A couple say they might be forced to consider selling up and renting over their soaring monthly mortgage repayments. Mark Pepperell said he was expecting to pay in the region of £150 a month extra as he searched around for a new deal.
But as interest rates climb towards six per cent, he's now been hit by a £250 per month increase. "It's a hard pill to swallow," he said. "We're comfortable, putting money back into restaurants or retail.
"But those things are going to have to stop. We will now have to take serious decisions on where our money goes." Mr Pepperell added that in two years, if rates stand at six or seven per cent, they may even have to consider selling up and renting instead.
He spoke out as a Tory former secretary to the Treasury said the Government has caused a 'crisis' - but 'the pain is still to come'. David Gauke told the BBC: "Now we have what can only be described as a crisis, and it is directly as a consequence of decisions made by the Conservative Government.
"The pain is still to come, in truth. The pain of higher interest rates, of tougher decisions on public spending is yet to be felt," added the 50-year-old, who was the MP for South West Hertfordshire from 2005 to 2019.
With some analysts predicting the Bank of England's base rate, currently standing at 2.25 per cent, will have to rise to as high as 6 per cent next year, some lenders began withdrawing mortgage products amid the uncertainty.
Major mortgage lenders Santander and HSBC, along with the Nationwide and Yorkshire building societies, joined a rush of lenders to pull home loans or up their rates, reports The Mirror.
The situation was triggered by Chancellor, Kwasi Kwarteng, on Friday when he unveiled a massive £45 billion of tax cuts funded by Government borrowing.
Huw Pill, the Bank of England's chief economist, said: "We don’t know what the future holds. Not for the next few weeks, not for the next few days – or even perhaps not for the next few hours.”
The Bank of England should consider holding an emergency meeting and look to act 'promptly and forcefully' on interest rates to head off the threat of a further run on the pound, its former deputy governor has warned.
With his fixed-rate mortgage deal ending this month, Birmingham resident Mr Pepperell knew he would have to pay more but delayed a decision so he could shop around for the best deal.

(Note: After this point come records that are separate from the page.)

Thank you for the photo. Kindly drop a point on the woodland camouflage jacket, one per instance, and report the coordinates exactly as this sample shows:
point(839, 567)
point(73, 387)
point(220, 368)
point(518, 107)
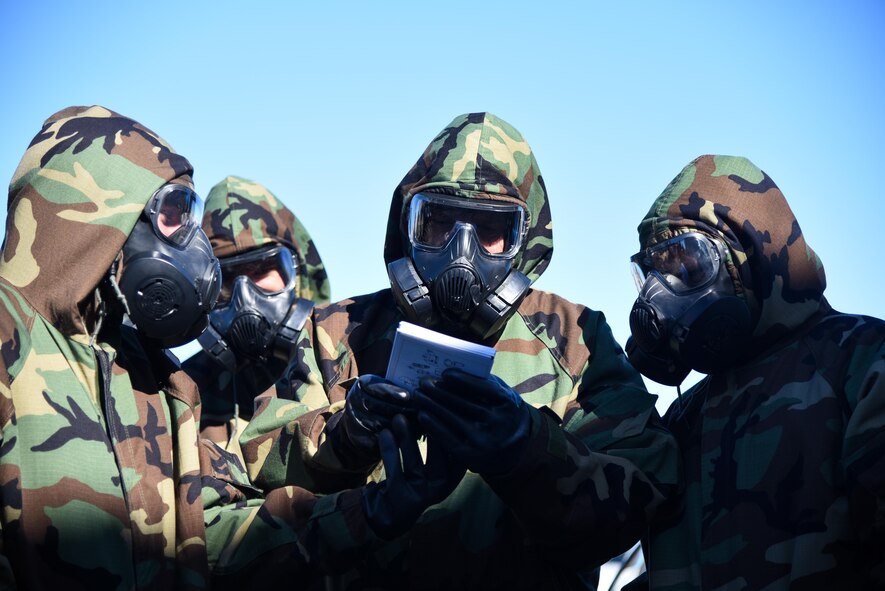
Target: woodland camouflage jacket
point(598, 463)
point(102, 479)
point(240, 216)
point(784, 455)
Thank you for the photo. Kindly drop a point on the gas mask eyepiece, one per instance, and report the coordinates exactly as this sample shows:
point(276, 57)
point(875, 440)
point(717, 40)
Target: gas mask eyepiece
point(687, 315)
point(170, 277)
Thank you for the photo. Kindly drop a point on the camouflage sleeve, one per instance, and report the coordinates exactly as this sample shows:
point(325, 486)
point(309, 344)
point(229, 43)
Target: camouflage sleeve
point(863, 452)
point(290, 535)
point(285, 442)
point(586, 487)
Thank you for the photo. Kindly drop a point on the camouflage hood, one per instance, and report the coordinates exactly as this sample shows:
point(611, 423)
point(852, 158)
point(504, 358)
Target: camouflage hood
point(242, 215)
point(478, 156)
point(778, 274)
point(73, 201)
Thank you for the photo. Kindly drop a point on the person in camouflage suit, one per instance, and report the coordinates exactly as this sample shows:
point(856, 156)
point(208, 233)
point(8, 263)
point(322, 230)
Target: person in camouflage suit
point(592, 462)
point(783, 442)
point(243, 217)
point(104, 483)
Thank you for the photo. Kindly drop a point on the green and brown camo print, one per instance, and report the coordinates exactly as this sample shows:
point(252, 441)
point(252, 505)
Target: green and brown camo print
point(598, 463)
point(104, 483)
point(784, 454)
point(242, 215)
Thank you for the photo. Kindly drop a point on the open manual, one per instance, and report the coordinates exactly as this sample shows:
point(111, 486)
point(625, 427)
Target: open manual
point(419, 352)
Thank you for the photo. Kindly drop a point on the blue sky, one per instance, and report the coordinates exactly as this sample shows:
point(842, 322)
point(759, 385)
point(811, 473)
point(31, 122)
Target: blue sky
point(329, 104)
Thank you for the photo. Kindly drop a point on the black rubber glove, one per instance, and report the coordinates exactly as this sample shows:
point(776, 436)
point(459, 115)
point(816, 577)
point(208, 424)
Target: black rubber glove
point(393, 505)
point(480, 421)
point(370, 405)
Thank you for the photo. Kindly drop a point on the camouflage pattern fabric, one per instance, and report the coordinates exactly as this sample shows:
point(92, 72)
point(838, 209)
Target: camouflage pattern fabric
point(240, 216)
point(784, 455)
point(102, 479)
point(598, 463)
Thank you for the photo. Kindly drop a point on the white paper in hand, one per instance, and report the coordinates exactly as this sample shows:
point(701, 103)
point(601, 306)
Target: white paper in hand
point(419, 352)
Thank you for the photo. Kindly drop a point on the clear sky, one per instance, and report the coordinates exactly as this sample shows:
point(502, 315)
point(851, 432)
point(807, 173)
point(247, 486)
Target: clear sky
point(329, 104)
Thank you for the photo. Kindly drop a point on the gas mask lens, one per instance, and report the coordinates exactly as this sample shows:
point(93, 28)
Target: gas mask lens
point(271, 270)
point(175, 212)
point(684, 263)
point(433, 220)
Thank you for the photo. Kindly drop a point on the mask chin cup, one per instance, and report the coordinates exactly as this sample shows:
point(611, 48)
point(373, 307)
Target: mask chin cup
point(493, 312)
point(718, 334)
point(169, 290)
point(658, 368)
point(488, 315)
point(250, 338)
point(411, 294)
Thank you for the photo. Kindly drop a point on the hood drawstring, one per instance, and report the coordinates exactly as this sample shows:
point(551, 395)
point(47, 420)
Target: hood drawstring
point(112, 278)
point(101, 313)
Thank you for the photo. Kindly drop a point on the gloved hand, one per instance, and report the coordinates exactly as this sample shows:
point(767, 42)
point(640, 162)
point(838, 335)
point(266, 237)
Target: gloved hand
point(393, 505)
point(370, 405)
point(480, 421)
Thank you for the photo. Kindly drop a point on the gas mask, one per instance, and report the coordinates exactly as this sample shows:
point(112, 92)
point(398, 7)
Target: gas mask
point(258, 316)
point(170, 278)
point(459, 273)
point(687, 315)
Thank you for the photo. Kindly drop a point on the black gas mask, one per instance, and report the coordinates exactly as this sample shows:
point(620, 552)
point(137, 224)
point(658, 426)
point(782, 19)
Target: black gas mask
point(170, 278)
point(687, 315)
point(459, 274)
point(258, 316)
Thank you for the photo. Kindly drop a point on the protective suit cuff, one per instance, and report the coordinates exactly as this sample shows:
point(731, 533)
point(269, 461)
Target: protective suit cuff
point(546, 442)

He was expecting to pay £150 more a month but said every time he spoke to his mortgage adviser, he found fewer deals were available. He has now locked in a new deal for two years at £250 more per month than he and partner, Deanna, were previously paying.
Mr Pepperall works for a sports brand and Deanna is in retail.
Meanwhile, sales assistant Robin Price, 38, has spent years saving for a mortgage deposit and, thanks to that pot and an inheritance, is now ready to buy. But with the threat of a sharp rise in interest rates looming, he said he now feels completely lost.
He fears the monthly mortgage repayments will become unaffordable.
Robin, on the minimum wage, said: "I just want a home. I can't find anywhere that I can afford a mortgage on in London or Essex because I don't earn enough."